Raramente è possibile ritornare alla condizione precedente all’insorgenza di queste problematiche visive, quindi a livello riabilitativo si va ad agire per incrementare l’utilizzo degli altri sensi e per incentivare il soggetto a sfruttare il residuo visivo in modo funzionale. In questo senso vengono sfruttati ambienti con oggetti ad elevato contrasto, per facilitare la loro discriminazione, libri tattili e supporti che sfruttano il canale uditivo. Inoltre può essere previsto un intervento per supportare il soggetto nell’autonomia dell’esplorazione dell’ambiente e dei suoi spostamenti, con una figura apposita che lo guidi ad esempio nell’utilizzo del bastone per individuare gli ostacoli durante il cammino.
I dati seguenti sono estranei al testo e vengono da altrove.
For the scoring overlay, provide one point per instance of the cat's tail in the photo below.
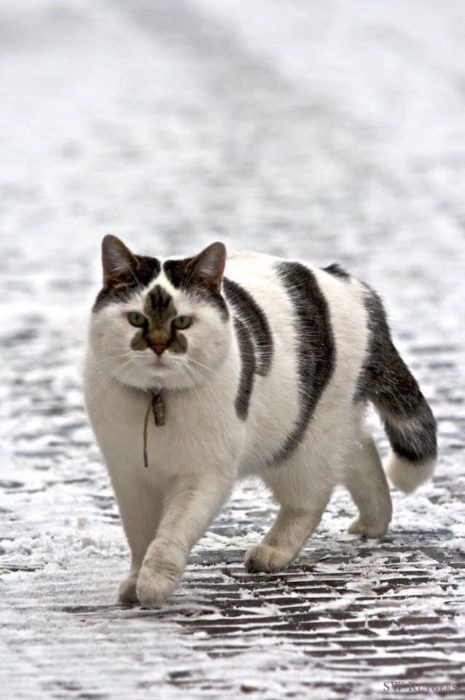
(408, 419)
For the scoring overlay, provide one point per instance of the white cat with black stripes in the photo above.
(202, 370)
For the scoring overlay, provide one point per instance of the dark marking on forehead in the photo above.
(314, 346)
(139, 274)
(159, 305)
(159, 332)
(248, 369)
(256, 322)
(337, 271)
(181, 274)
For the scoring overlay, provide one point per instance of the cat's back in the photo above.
(278, 284)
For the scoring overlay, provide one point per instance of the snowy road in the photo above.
(324, 131)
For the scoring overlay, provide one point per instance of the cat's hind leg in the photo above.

I progressi tecnologici e strumentali hanno consentito lo sviluppo di strumenti compensativi che si affiancano alla riabilitazione più tradizionale e permettono di garantire a ciechi ed ipovedenti una buona qualità di vita. Rientrano in questa categoria strumenti come audiolibri o libri braille, che vengono utilizzati durante attività ricreative e scolastiche, rappresentando un buon supporto per l’accesso a numerose risorse e l’inclusione nel tessuto sociale.